Before she could respond, Rahul’s aie came out of the kitchen with the lady Rahul had called Shanta kaku and handed Mohit a stack of plastic bags. “Here, fill these up. We’re sealing them with a candle in the kitchen.”
Mohit sat down next to the mound of turmeric powder and picked up the scoop poking out of it.
Kimi sat down cross-legged next to Mohit, and Shanta kaku giggled.
Aie gave Shanta kaku a look and she stopped giggling, but she didn’t stop smiling behind her hand as the two women went back into the kitchen.
Kimi picked up a plastic bag and held it open so Mohit could scoop a measure into it. “Stop being so judgmental,” she said when he looked impressed, “I am capable of holding bags open.”
They filled the bags in silence for a few moments. “So what do you do? Other than torture your brother for a reaction?”
He didn’t answer. He would be mortified to hear it, but he was so much like Rahul.
“I mean, since you dropped out of engineering college.” She shook another bag open and held it up.
He scooped turmeric into it and she put it on a tray. “I work for a grass roots community organization that trains people.”
“Sounds impressive. What kind of training?” She blew at the next bag to open it.
He studied her again, with that Rahul-like frown folded between
his brows. “We help people become employable. People from other states come here and take our jobs, so we make sure local businesses hire our people.”
“So you bully people into hiring underqualified people?”
“They’re not underqualified. They’re good, honest people who refuse to brownnose and sell out.” He dumped turmeric into the bag with such force most of it missed.
She shook it off her hands. “So, you don’t need a degree, you don’t need to be nice, but you’re supposed to have jobs because you’re from around here?”
“We don’t compromise our principles.”
“Right, your principles are why you dropped out of college when your brother has worked his butt off since he was sixteen to pay for your education?”

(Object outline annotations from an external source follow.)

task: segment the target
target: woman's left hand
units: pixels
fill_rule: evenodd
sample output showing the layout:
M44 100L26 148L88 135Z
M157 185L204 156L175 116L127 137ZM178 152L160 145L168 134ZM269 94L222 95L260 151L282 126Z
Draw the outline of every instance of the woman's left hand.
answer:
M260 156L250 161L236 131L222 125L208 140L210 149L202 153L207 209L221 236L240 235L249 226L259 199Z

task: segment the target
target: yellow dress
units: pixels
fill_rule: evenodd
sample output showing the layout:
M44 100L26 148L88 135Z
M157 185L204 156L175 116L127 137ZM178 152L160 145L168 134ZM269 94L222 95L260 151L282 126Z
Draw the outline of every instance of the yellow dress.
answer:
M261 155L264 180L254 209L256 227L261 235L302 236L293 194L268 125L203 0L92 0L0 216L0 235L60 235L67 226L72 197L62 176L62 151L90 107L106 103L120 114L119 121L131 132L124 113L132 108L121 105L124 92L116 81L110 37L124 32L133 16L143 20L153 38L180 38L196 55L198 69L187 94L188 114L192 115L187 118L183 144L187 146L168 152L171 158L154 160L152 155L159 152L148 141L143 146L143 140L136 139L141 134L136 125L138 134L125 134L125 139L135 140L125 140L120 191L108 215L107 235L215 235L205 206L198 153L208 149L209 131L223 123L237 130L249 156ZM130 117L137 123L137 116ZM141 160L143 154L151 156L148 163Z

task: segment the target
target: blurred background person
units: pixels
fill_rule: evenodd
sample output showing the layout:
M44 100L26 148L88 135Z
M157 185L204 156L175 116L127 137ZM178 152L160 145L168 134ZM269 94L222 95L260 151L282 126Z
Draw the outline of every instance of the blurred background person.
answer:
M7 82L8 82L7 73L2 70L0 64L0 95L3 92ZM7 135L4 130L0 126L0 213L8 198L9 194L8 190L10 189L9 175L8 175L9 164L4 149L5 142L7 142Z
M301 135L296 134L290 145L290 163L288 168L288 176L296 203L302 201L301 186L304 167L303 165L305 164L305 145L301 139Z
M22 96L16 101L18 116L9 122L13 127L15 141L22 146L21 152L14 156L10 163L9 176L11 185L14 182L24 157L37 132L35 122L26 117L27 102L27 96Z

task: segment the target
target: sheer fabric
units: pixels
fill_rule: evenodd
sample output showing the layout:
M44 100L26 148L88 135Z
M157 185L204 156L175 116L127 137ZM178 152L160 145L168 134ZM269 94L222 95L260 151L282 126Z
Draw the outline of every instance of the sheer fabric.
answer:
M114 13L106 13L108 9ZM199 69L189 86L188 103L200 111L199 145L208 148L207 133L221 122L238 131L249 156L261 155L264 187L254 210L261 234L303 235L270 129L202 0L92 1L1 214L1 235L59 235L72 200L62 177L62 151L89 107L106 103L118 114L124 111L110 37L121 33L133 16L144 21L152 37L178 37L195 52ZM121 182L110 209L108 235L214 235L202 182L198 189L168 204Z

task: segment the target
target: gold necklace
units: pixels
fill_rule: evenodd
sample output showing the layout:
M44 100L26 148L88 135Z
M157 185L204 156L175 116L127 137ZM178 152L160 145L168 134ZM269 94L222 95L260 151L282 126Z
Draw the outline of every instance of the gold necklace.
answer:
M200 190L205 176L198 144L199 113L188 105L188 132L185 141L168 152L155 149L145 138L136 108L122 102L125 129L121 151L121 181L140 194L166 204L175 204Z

“Oh, but he wasn’t the one paying for it, see?”
“Do you have any idea who I am?”
He studied her with mock interest, spinning the scoop in a circle around her face. “We’ve already struck off gangster and cop from the list of possibilities. Hmm, I know! You’re a Bollywood starlet who’s supposed to take India by storm anytime now.”

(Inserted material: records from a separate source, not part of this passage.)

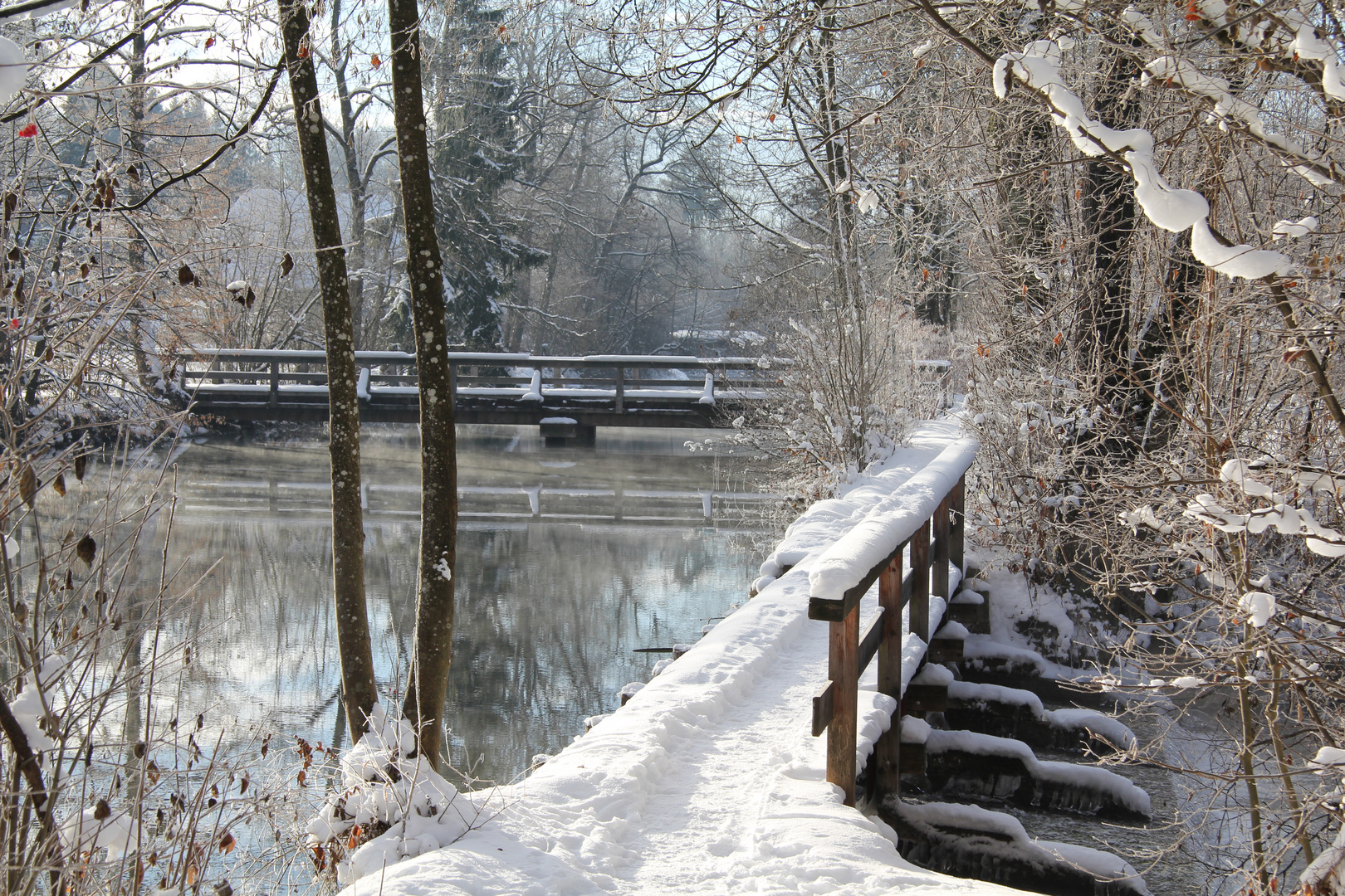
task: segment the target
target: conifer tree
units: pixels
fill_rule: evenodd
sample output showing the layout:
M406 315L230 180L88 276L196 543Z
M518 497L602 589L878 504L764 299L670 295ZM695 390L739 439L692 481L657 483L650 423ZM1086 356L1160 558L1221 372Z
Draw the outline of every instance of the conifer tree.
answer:
M463 0L445 16L433 62L434 212L452 289L449 326L469 348L500 344L499 300L514 271L546 253L522 243L500 191L523 167L518 145L521 102L506 74L508 31L500 9Z

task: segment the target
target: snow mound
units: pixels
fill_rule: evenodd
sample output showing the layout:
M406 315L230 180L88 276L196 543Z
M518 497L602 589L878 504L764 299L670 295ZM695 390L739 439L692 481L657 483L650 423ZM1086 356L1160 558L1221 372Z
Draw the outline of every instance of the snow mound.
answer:
M342 756L342 789L308 822L308 842L377 836L338 862L340 884L447 846L471 827L476 806L422 756L410 756L414 748L410 723L390 719L382 704L375 704L369 731Z

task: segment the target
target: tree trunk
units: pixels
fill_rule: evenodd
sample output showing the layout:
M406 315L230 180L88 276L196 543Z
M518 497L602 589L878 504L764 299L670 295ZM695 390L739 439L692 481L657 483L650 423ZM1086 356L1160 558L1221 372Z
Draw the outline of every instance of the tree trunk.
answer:
M434 234L425 103L421 87L420 9L387 0L393 44L393 124L406 220L421 411L421 551L416 635L404 712L420 732L420 752L438 766L444 700L453 661L453 568L457 540L457 438L448 376L444 262Z
M332 75L336 78L336 99L340 103L340 149L346 163L346 187L350 191L350 265L355 273L347 282L351 308L351 326L356 344L373 348L364 329L364 207L369 196L364 177L359 171L359 150L355 146L355 106L350 99L350 83L346 81L348 56L340 42L340 0L332 1ZM348 46L348 44L347 44Z
M374 657L364 609L364 519L359 505L359 396L346 250L342 249L327 134L317 99L317 75L308 50L308 11L297 0L277 0L285 40L285 67L295 98L299 152L308 188L308 216L317 250L317 286L327 336L327 392L331 406L332 583L336 596L336 641L340 647L342 697L351 740L364 732L378 699Z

“Funny. I’m Kirit Patil’s daughter.”
She let that sink in. He silently stabbed the turmeric mound with the scoop a few times.

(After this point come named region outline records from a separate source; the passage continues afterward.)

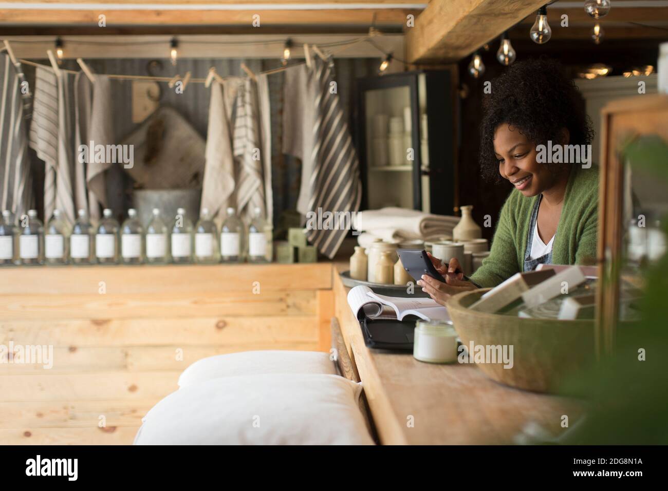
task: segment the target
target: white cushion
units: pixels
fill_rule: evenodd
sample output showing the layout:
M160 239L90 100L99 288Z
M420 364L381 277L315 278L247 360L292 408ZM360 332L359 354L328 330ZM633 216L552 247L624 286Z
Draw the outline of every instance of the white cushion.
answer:
M361 386L335 375L224 377L184 387L144 418L136 445L373 444Z
M322 351L267 350L243 351L202 358L183 371L178 386L240 375L265 373L337 374L329 353Z

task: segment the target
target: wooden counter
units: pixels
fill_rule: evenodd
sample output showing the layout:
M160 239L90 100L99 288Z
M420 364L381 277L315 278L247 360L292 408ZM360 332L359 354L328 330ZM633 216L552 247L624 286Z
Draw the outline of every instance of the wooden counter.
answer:
M328 351L335 315L383 444L511 442L530 422L558 434L562 415L572 424L580 414L573 401L498 385L472 365L368 349L343 269L0 269L0 344L53 347L51 369L0 363L0 442L130 444L142 417L193 361L253 349Z
M346 300L349 289L337 273L343 269L333 272L336 315L381 444L513 443L526 424L558 436L566 430L562 415L570 426L581 416L575 401L502 385L472 365L427 363L411 353L367 348Z
M331 263L0 269L0 344L53 349L51 369L0 363L0 442L131 444L141 418L197 359L328 351L331 270Z

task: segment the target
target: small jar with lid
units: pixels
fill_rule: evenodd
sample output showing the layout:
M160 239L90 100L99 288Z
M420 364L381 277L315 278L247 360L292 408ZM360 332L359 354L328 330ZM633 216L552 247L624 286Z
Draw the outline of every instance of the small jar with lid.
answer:
M454 363L458 337L450 323L419 320L415 323L413 357L430 363Z

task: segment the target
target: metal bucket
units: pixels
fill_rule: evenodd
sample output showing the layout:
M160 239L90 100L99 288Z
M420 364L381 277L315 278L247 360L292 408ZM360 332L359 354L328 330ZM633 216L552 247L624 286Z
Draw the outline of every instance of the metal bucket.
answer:
M186 216L195 222L200 217L201 189L141 189L135 190L132 200L137 215L146 226L153 216L153 208L160 210L160 215L169 225L176 216L179 208L186 209Z

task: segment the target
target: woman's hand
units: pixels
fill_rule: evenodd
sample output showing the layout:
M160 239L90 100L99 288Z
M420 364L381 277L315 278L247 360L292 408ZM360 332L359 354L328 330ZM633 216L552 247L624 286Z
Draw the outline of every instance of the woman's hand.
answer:
M418 281L418 285L422 287L422 291L426 292L429 296L442 305L445 305L451 295L467 290L475 290L476 287L468 281L462 281L464 272L457 258L452 258L448 263L448 268L441 264L441 260L427 253L432 260L436 271L446 279L446 283L439 281L427 275L423 275Z

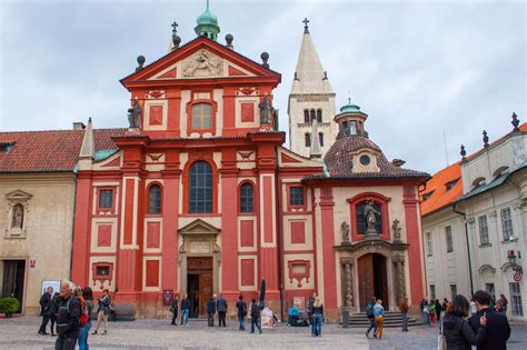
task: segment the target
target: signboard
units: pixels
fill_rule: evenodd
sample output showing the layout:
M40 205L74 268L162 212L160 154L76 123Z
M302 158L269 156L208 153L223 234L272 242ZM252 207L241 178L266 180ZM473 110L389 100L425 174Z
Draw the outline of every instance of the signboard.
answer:
M42 296L46 292L48 287L53 287L53 294L54 294L54 292L60 293L60 281L49 280L49 281L42 281L42 288L41 288L40 296Z
M162 291L162 303L165 306L172 304L173 291L171 289L163 289Z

“Do you know what your brother was doing the first time I saw him fourteen years ago? He was perched on top of a fifteen-foot-ladder scrubbing bird shit off the windows of The Mansion you seem to think he somehow went to and lolled about in for all those years.”
He looked up at her. “I’m sure your father is very generous. But you really want me to believe that Kirit Patil paid my brother hundreds of thousands of rupees for cleaning bird shit?”
Kimi tapped his scoop with her plastic bag and looked at the door over her shoulder to make sure Rahul was still on the phone outside. “No, your brother also tutored me and cataloged our library and set up computers and fixed things that broke and worked in the garden. And although he had already worked so much of it off, he paid my father back every penny my father had ever spent on your education in just two years after he got his commission. There isn’t a paisa of debt left.”